L’incrocio dei dati Ocse e Inps presentati oggi ci danno la fotografia di un paese in ginocchio e senza futuro: un giovane su due è senza lavoro; i redditi sono tra i più bassi in assoluto e i nostri pensionati sono sull’orlo della povertà. Non serve la politica dei piccoli passi ma una cura shock per ripartire.
Lo afferma l’on. Titti di Salvo, vicepresidente del gruppo Sel, componente della Commissione lavoro, commentando i dati forniti dall’OCSE sull’Italia e dall’Inps sulle pensioni.
L’Italia è incastrata tra recessione, colpa delle politiche degli ultimi governi, e disoccupazione, conseguenza delle politiche sbagliate degli anni precedenti, continua la vicepresidente dei deputati di Sel. A questo si aggiunga che, sempre secondo l’OCSE, intervenire su chi già lavora per fare spazio a chi non ha un lavoro è una politica sbagliata e per di più costosa.
Per non parlare degli stipendi e delle pensioni. L’OCSE ci dice che guadagniamo in media di meno e lavoriamo di più, continua l’on.
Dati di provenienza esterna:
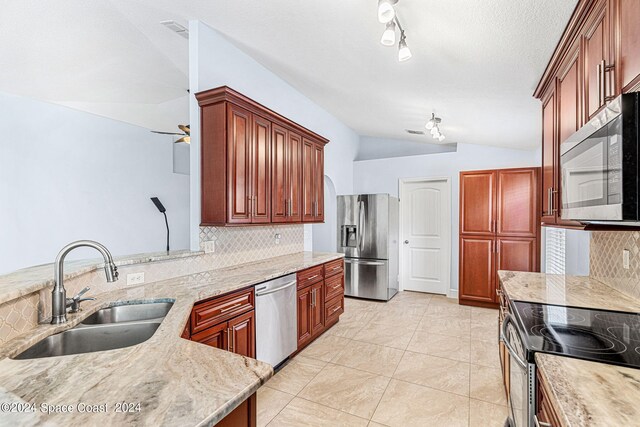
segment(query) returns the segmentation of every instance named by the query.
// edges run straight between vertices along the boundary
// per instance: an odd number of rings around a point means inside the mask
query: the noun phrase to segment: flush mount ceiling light
[[[411,58],[411,50],[407,46],[407,36],[404,34],[404,28],[400,25],[400,20],[393,6],[398,0],[378,0],[378,19],[380,22],[387,24],[380,38],[380,43],[384,46],[393,46],[396,44],[396,27],[400,31],[400,41],[398,42],[398,61],[404,62]]]
[[[393,20],[396,16],[396,11],[393,6],[398,3],[398,0],[378,0],[378,21],[383,24]]]
[[[444,134],[440,132],[439,125],[441,122],[442,119],[440,117],[436,117],[435,113],[431,113],[431,118],[429,119],[427,124],[424,125],[424,127],[431,132],[431,136],[433,137],[433,139],[437,139],[440,142],[444,141],[446,138]]]

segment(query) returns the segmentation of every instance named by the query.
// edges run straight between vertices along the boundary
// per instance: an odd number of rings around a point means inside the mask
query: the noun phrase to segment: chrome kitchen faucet
[[[113,257],[107,248],[98,242],[92,240],[78,240],[76,242],[69,243],[62,248],[54,265],[54,279],[53,291],[51,292],[51,324],[59,325],[66,323],[67,321],[67,307],[71,307],[76,312],[80,309],[80,301],[86,301],[91,298],[82,299],[81,296],[88,291],[88,288],[83,289],[78,295],[73,298],[67,298],[67,291],[64,288],[64,259],[69,252],[76,248],[89,247],[94,248],[102,254],[104,258],[104,272],[107,275],[107,282],[115,282],[118,280],[118,267],[113,262]]]

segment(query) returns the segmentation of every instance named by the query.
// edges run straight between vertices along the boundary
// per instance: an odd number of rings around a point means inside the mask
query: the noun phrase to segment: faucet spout
[[[113,257],[109,250],[102,244],[92,240],[78,240],[69,243],[60,250],[54,264],[54,279],[51,296],[51,324],[58,325],[67,321],[67,291],[64,288],[64,259],[72,250],[80,247],[94,248],[102,254],[104,258],[104,272],[107,282],[118,280],[118,267],[113,262]]]

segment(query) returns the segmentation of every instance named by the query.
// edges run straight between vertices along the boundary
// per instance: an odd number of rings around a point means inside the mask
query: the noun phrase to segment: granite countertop
[[[536,353],[562,427],[631,426],[640,420],[640,369]]]
[[[640,301],[585,276],[499,271],[512,301],[640,312]]]
[[[7,413],[10,425],[212,425],[273,375],[270,365],[180,338],[197,301],[343,257],[304,252],[97,294],[65,325],[40,325],[0,347],[0,403],[37,405]],[[117,303],[175,300],[155,335],[141,344],[95,353],[13,360],[41,339],[69,329]],[[114,304],[116,303],[116,304]],[[140,412],[114,413],[116,402],[140,403]],[[107,413],[80,413],[79,403],[108,405]],[[72,405],[73,413],[42,412]]]
[[[117,266],[143,264],[148,262],[168,261],[202,255],[204,252],[178,250],[171,252],[152,252],[114,257]],[[64,279],[69,280],[83,274],[91,273],[104,266],[102,258],[70,260],[64,263]],[[0,275],[0,304],[38,292],[53,286],[53,263],[23,268],[12,273]]]

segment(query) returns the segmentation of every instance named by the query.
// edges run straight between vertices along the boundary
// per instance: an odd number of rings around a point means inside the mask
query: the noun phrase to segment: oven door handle
[[[509,323],[513,323],[513,318],[511,317],[511,313],[506,313],[504,316],[504,320],[502,321],[502,329],[500,330],[500,340],[504,343],[505,347],[507,347],[507,351],[509,354],[518,362],[518,365],[522,367],[522,369],[527,369],[527,364],[524,360],[518,356],[513,346],[507,339],[507,325]]]

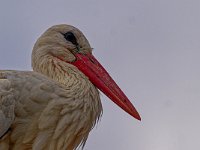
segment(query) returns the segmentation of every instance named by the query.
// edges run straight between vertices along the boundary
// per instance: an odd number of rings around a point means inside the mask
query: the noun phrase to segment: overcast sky
[[[199,0],[1,0],[0,69],[30,70],[34,42],[61,23],[86,35],[142,117],[102,94],[85,150],[200,148]]]

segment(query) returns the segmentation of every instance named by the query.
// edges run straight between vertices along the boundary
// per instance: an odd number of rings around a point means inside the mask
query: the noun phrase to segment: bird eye
[[[67,41],[71,42],[74,45],[78,45],[76,37],[74,36],[74,34],[72,32],[67,32],[64,34],[64,37]]]

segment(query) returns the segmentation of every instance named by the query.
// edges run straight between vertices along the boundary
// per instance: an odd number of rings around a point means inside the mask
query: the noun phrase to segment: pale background
[[[200,149],[199,0],[1,0],[0,69],[30,70],[36,39],[67,23],[134,103],[134,120],[102,94],[85,150]]]

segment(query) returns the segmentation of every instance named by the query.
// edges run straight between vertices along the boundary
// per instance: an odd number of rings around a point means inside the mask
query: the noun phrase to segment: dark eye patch
[[[74,34],[72,32],[67,32],[63,35],[67,41],[71,42],[72,44],[74,44],[76,46],[78,45],[76,37],[74,36]]]

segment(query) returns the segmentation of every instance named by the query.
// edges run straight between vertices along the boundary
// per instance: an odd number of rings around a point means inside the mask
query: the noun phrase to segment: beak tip
[[[139,120],[139,121],[142,120],[141,117],[140,117],[140,115],[139,115],[139,113],[135,114],[133,117],[134,117],[135,119]]]

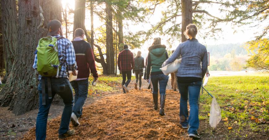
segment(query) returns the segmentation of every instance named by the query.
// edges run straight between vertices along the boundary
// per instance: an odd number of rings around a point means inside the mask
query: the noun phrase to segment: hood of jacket
[[[148,48],[150,52],[157,56],[160,56],[165,51],[166,46],[164,45],[154,45]]]

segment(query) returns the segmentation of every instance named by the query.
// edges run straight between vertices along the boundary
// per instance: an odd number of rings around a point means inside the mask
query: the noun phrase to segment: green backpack
[[[57,39],[48,36],[39,39],[37,48],[37,70],[41,76],[45,77],[56,76],[56,77],[59,77],[61,66],[58,56],[57,41],[63,38]]]

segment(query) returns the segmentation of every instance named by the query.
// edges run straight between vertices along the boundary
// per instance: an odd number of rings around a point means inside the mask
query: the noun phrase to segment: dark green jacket
[[[144,58],[142,56],[134,57],[134,70],[143,70],[144,68]]]
[[[164,45],[154,45],[148,48],[147,66],[147,77],[148,79],[149,73],[151,75],[163,73],[160,68],[163,63],[168,58],[168,54]],[[150,69],[151,69],[151,70]]]

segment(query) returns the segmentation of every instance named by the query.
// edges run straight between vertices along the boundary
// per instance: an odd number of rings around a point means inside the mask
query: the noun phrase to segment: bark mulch
[[[166,116],[160,116],[159,110],[153,109],[150,90],[133,89],[85,107],[79,120],[81,125],[74,128],[70,123],[75,134],[66,139],[191,139],[179,124],[179,94],[171,90],[166,92]],[[59,116],[48,121],[47,139],[58,139],[60,121]],[[24,139],[34,139],[35,130],[29,130]]]

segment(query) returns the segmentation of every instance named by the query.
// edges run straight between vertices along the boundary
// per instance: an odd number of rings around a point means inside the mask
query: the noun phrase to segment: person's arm
[[[132,69],[133,69],[133,73],[134,73],[134,54],[131,52],[131,64],[132,65]]]
[[[71,42],[66,47],[65,53],[68,69],[72,71],[73,75],[75,76],[77,74],[77,72],[76,70],[77,68],[77,63],[76,62],[75,50],[73,47],[73,44]]]
[[[96,66],[95,65],[95,60],[94,60],[94,56],[93,51],[90,45],[87,43],[88,45],[87,48],[87,52],[86,53],[86,58],[87,62],[89,64],[89,67],[90,69],[90,72],[92,73],[93,77],[95,78],[98,78],[98,73],[96,70]]]
[[[168,59],[168,58],[169,57],[168,56],[168,53],[167,53],[167,51],[165,51],[165,56],[166,56],[166,59]]]
[[[119,54],[119,56],[118,56],[118,60],[117,62],[117,63],[118,64],[118,68],[120,71],[121,71],[121,53]]]
[[[204,54],[202,58],[202,78],[204,78],[206,70],[207,69],[207,51],[206,49],[204,52]]]
[[[142,65],[143,66],[143,67],[145,65],[145,64],[144,64],[145,63],[144,63],[144,58],[143,58],[142,59]],[[142,69],[143,68],[142,68]]]
[[[146,72],[146,79],[149,79],[149,73],[150,73],[150,69],[151,67],[151,62],[150,62],[150,55],[149,54],[149,53],[148,53],[148,55],[147,58],[148,62],[147,62],[147,72]]]
[[[179,57],[179,55],[180,54],[181,47],[180,47],[180,44],[179,45],[171,56],[170,57],[169,57],[163,63],[162,65],[162,67],[165,66],[173,62]]]

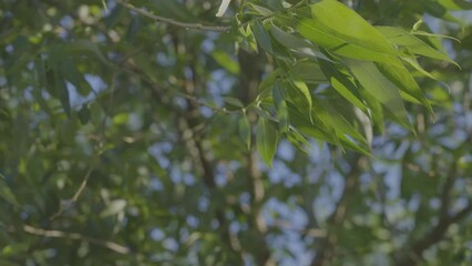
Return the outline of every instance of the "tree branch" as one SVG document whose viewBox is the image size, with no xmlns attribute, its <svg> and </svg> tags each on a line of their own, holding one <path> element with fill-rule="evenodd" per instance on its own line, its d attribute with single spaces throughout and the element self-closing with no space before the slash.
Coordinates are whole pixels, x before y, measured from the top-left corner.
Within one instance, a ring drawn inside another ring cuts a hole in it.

Di Salvo, e anche i pensionati non se la passano bene: quasi la metà prende meno di 1.000 euro e circa un terzo tra i 500 e i 1.000 euro secondo il rapporto annuale dell’Inps 2012, il primo redatto dopo l’incorporazione di Inpdap ed Enpals.
Nel paese in cui il 10% della popolazione detiene il 50% delle ricchezze per uscire dalla crisi bisogna prima di tutto, continua la deputata di Sel, redistribuire la ricchezza abbassando le tasse sul lavoro e sulle pensioni, in modo far avere più soldi alla fine del mese agli italiani.
E’ necessaria una cura shock per far ripartire l’economia e creare nuova e buona occupazione. Mentre il parlamento discute di F35 e delle decine di miliardi che costano, la crisi e le difficoltà per gli italiani continuano.  I piccoli passi non bastano soprattutto se, conclude l’on. Di Salvo, sono nella direzione sbagliata.